Ближе к полудню господин Рельский расправился с первоочередными письмами и изнеможенно откинулся в кресле. Он привычно потер висок – последние месяцы все чаще болела голова – и позвонил прислуге. Спустя несколько минут ему принесли стакан бренди, прописанного доктором для таких случаев. Мировой судья, изнуренный болью, изредка прибегал к спасительной помощи, хотя не любил снадобья, ослабляющие самоконтроль.

Боль обручем сдавливала лоб, колола виски и путала мысли. Постепенно мучительное ощущение отступило, и мужчина, как это обычно бывало, тут же почувствовал небывалый подъем и готовность работать дальше.

Тут весьма кстати вернулся секретарь и подробно изложил все виденное. Госпожа Шорова своим рассказом привела общество в ажитацию, однако присяжные ограничились вердиктом: «Смерть господина Ларгуссона имела насильственный характер и воспоследовала из-за действий неустановленных по делу лиц или лица». Коронер графства был давним другом господина Рельского, а последний применил все свое влияние, дабы добиться столь обтекаемой формулировки. Конечно, обыватели остались весьма разочарованы, но мирового судью менее всего занимало их мнение.

Секретарь закончил доклад и почтительно уставился на патрона. Он походил на гриб: неизменная широкополая коричневая шляпа; накрахмаленная до хруста белая манишка; аромат ветивера и пачули, напоминающий мох, сосновые иголки и сырость…

Постукивая пальцами по столу, господин Рельский уточнил:

– Вы передали письмо инспектору?

Фергюссон тонко улыбнулся и ответил:

– Разумеется. Осмелюсь заметить, господин Жаров пришел в крайнее волнение и…

Он не успел договорить, распахнулась дверь, и доложили о приходе инспектора.

Полицейский взволнованно поздоровался и принялся мять в руках шляпу.

– Приветствую вас, – будто неохотно кивнул в ответ мировой судья. – Присаживайтесь, полагаю, наш разговор будет долгим.

Похоже, это известие нисколько не обрадовало полицейского, который с понурым видом опустился в кресло напротив.

Господин Рельский внимательно взглянул на гостя, от былой франтоватости которого не осталось и следа. Господин Жаров казался раздавленным. Так роскошное одеяние, намокнув, превращается в заурядную тряпку…

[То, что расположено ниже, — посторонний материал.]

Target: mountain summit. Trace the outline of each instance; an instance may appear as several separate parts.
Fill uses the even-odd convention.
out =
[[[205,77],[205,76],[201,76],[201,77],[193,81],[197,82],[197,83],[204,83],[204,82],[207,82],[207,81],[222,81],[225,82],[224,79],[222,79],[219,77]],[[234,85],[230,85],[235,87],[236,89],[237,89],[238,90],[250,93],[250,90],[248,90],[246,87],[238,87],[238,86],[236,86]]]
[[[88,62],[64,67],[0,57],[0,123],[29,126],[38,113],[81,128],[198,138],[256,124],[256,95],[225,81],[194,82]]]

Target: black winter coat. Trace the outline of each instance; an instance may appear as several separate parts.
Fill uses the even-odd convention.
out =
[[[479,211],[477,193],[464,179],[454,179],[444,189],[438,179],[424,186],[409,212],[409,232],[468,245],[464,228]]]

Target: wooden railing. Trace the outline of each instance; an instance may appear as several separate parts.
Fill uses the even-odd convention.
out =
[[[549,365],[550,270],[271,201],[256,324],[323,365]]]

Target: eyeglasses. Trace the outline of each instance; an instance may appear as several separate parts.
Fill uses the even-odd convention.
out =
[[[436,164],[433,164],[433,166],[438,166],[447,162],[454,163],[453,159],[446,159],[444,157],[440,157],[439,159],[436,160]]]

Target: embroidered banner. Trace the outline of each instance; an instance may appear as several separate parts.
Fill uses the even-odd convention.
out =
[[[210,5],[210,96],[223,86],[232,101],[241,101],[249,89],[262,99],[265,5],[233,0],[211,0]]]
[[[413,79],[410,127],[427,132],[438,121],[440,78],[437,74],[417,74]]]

Мировой судья, хмыкнув про себя, велел секретарю:

– Фергюссон, вы мне пока не нужны. Займитесь проверкой баланса верфи «Ноатун» [30]

Дождавшись, когда секретарь покинет комнату, он обратился к инспектору:

– Давайте говорить начистоту. Вы не сделали ничего, о чем я вас просил. Полагаю, у вас были на то веские причины? Хотелось бы услышать ваши… аргументы.

Он в последний момент поменял слово «оправдания» на более нейтральное.

– Я все вам расскажу, – согласился инспектор безнадежно. Даже его холеные бакенбарды уныло обвисли. – Только дайте клятву, что оставите это в тайне!

– Хорошо, – медленно кивнул господин Рельский, – обещаю.

– Нет, – покачал головой инспектор. Отчаяние добавляло ему решимости. – Поклянитесь по всей форме.

Господин Рельский приподнял темные брови. Он был вправе оскорбиться, ведь полицейский усомнился в его слове джентльмена!

После некоторого раздумья он решил не спорить.

– Как пожелаете, – пожав плечами, согласился мировой судья.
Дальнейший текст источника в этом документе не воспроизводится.